Weyes Blood / Photo : Mona Lacasse

Samedi, la journée était belle et la programmation plutôt alléchante à POP Montréal. Les Méconnus en ont bien évidemment profité pour quelques spectacles en ce jour 4.

Paupière

Il est beau ou il l’est pas? / Photo : Olivier Dénommée

Une collègue avait vécu l’expérience des Studios Breakglass la veille. C’était à mon tour! Au menu, le trio Paupière proposait une performance de quatre chansons, juste après la sortie de son premier album complet, À jamais privé de réponses. Les trois artistes semblaient anormalement zen, particulièrement Pierre-Luc Bégin, qui affichait un petit sourire presque en permanence. Avant le début de la perfo, c’est le merveilleux – et très tranquille – chien Maddox qui volait la vedette dans le studio, se couchant entre les curieux venus assister au spectacle intime.

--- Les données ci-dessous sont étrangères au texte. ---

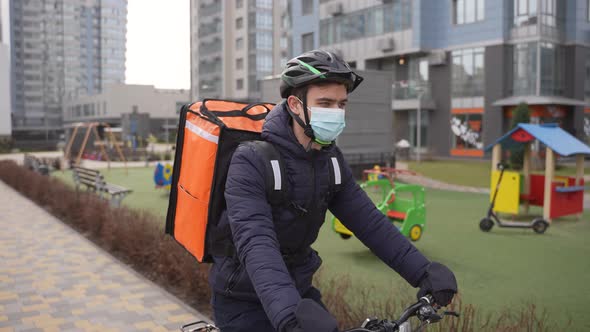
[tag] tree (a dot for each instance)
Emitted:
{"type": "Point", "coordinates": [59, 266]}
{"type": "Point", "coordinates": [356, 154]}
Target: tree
{"type": "Point", "coordinates": [521, 114]}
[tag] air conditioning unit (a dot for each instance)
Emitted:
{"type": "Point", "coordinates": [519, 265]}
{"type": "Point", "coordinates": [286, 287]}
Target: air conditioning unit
{"type": "Point", "coordinates": [335, 9]}
{"type": "Point", "coordinates": [437, 58]}
{"type": "Point", "coordinates": [385, 44]}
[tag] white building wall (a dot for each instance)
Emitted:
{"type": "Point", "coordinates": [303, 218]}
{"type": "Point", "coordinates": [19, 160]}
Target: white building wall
{"type": "Point", "coordinates": [118, 99]}
{"type": "Point", "coordinates": [5, 98]}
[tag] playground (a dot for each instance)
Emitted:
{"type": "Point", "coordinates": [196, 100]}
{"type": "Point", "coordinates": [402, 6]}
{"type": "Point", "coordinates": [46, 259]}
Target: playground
{"type": "Point", "coordinates": [497, 271]}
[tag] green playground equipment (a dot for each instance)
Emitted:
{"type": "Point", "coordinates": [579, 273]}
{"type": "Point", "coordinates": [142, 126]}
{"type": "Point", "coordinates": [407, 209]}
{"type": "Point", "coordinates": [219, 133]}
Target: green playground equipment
{"type": "Point", "coordinates": [403, 204]}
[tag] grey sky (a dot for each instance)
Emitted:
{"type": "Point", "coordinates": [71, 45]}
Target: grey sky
{"type": "Point", "coordinates": [158, 43]}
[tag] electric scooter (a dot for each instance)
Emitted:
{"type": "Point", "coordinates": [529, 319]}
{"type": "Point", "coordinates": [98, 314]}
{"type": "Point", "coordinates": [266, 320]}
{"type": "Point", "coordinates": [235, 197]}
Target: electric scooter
{"type": "Point", "coordinates": [539, 225]}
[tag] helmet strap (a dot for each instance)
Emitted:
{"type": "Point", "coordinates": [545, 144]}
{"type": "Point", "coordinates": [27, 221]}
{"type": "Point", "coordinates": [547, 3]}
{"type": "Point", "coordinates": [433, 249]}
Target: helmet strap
{"type": "Point", "coordinates": [307, 130]}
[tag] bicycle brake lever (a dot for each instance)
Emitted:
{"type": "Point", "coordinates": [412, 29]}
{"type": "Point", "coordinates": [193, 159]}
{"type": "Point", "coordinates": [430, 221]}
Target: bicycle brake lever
{"type": "Point", "coordinates": [451, 313]}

Le spectacle en lui-même était correct dans le contexte, mais on espère énormément que le trio ne repose pas autant sur les playbacks en spectacle, ce qui minerait grandement l’expérience si tout ce qui est joué en vrai sont les voix, les percussions et quelques lignes très simples de synthés.

Une autre performance en studio aurait été très intéressante le même jour : celle des Barr Brothers. Mais, sans surprise, tous les RSVP se sont écoulés très rapidement. Faut dire que, même en studio, ça doit être une sacrée expérience avec ce groupe! (Olivier Dénommée)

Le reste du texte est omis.